What kind of appetizers are you having at your cocktail hour? drinks at 6 followed by dinner a couple hours later... it sounds a little lengthy for having worked all day then have to wait hours for dinner...

You're asking people to not eat dinner on a work night until well after 8:00. I'd seriously consider tightening the time-line.. maybe ceremony at 6, followed by a short cocktail/snack mingle (maybe 1/2 hour since your pics are already taken) followed by dinner to be served by 7. That will give time to eat, do the garter tosses, etc. before the early birds leave. Your having the cocktail hour first could work but I'd be worried about keeping the ceremony on time... getting you ready, your attendants ready, etc. You mingle with your guests at the reception as typically the cocktail hour is when photos are being taken.



Weekday weddings are generally short & sweet and don't have routines all stretched out... time-lines are much more condensed.



best of luck to you and congratulations.
Rebecca
2012-06-20 16:07:37 UTC
Weekday weddings are a lot more wallet friendly. Our venue charges $3000 for a Friday or Saturday but only $1200 for a weekday - and the services are identical.



If your guests are local it shouldn't be much of a problem.

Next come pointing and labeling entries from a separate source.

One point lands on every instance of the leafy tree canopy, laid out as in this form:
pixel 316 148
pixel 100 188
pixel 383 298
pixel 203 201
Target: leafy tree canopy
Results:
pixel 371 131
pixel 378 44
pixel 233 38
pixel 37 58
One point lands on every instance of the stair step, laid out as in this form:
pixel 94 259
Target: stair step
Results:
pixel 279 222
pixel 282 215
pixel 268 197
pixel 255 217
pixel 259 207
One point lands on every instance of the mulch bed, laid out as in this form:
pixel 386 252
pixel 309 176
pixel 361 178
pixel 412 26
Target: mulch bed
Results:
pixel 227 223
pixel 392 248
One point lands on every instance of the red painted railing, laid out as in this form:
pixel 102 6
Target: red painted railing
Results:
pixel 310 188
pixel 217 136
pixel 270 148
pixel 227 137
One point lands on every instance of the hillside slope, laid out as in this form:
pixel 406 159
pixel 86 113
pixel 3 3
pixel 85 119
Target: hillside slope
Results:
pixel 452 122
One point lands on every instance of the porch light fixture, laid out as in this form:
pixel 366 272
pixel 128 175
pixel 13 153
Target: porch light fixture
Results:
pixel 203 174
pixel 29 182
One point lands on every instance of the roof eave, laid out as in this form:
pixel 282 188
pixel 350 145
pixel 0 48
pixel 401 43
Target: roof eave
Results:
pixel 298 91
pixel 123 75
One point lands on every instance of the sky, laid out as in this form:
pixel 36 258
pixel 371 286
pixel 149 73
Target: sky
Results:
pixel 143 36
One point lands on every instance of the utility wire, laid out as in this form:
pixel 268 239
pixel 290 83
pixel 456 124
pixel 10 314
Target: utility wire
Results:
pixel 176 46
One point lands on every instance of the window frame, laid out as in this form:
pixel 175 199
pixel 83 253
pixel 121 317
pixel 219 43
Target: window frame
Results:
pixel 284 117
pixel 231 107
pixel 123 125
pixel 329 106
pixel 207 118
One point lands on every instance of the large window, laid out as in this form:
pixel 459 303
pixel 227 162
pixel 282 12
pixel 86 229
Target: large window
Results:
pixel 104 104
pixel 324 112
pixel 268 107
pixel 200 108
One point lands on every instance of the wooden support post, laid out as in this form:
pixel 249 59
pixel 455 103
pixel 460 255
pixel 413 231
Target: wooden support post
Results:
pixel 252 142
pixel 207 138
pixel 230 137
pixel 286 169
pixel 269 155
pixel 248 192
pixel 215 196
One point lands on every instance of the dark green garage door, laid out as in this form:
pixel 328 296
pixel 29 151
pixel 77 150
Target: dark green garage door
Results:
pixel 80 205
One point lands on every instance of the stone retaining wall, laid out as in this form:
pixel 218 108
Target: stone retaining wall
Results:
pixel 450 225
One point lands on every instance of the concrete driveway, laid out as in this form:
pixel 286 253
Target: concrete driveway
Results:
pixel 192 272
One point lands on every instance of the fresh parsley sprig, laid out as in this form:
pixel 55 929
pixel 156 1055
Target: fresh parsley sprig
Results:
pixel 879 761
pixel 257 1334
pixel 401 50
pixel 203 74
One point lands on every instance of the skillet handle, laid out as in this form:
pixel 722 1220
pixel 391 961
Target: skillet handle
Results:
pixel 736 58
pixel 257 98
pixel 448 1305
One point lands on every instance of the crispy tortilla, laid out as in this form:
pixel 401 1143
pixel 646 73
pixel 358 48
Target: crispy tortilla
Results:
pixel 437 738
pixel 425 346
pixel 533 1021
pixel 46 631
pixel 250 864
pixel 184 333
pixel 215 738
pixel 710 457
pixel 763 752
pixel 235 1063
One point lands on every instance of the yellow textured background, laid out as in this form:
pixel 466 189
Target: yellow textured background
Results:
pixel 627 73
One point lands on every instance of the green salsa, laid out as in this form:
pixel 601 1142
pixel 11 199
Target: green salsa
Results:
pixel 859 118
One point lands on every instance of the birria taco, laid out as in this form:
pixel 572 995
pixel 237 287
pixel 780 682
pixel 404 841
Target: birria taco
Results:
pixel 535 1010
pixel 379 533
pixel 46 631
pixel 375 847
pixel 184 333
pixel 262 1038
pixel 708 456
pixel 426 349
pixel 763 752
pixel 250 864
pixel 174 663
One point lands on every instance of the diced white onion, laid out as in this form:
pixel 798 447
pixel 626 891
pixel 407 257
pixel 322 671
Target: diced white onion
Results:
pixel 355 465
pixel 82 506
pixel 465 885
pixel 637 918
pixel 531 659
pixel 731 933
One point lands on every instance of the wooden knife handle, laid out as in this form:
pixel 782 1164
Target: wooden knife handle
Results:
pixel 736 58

Guests who have to work on Friday morning may leave a bit earlier, but so be it.
peanut 2
2012-06-20 16:58:26 UTC
No one will go....So no its not feasible.



Like most people, I dont finish work until 6...and after a long day at work the last thing I want to do is get all dressed up (without having the time for a shower) to go to a wedding.



5pm = People are at work.



I wouldnt take a day off for a wedding as in this climate we (like many others) cant afford it, when you could easily have chosen to have it on a weekend.



When is time for dinner in all of this? If it starts at 5...(when people are still at work) how will they have time to eat?

And 11:30 on a night people need to get up early the next day?

Not going to hapen



Advice = Change it to a weekend.

Its just a stupid idea, I dont get why you think a thursday would be better than a saturday.
anonymous
2012-06-20 16:00:38 UTC
Congrats on your upcoming wedding!!



11:30 p.m. is pretty late for an event to end if/when people have to work the next day. If you can change it to a Friday or Saturday night that would be better, even if you have to change the date out a bit.
Nora
2012-06-20 16:58:42 UTC
very hard on anyone who works . what about Friday night or Sunday afternoon?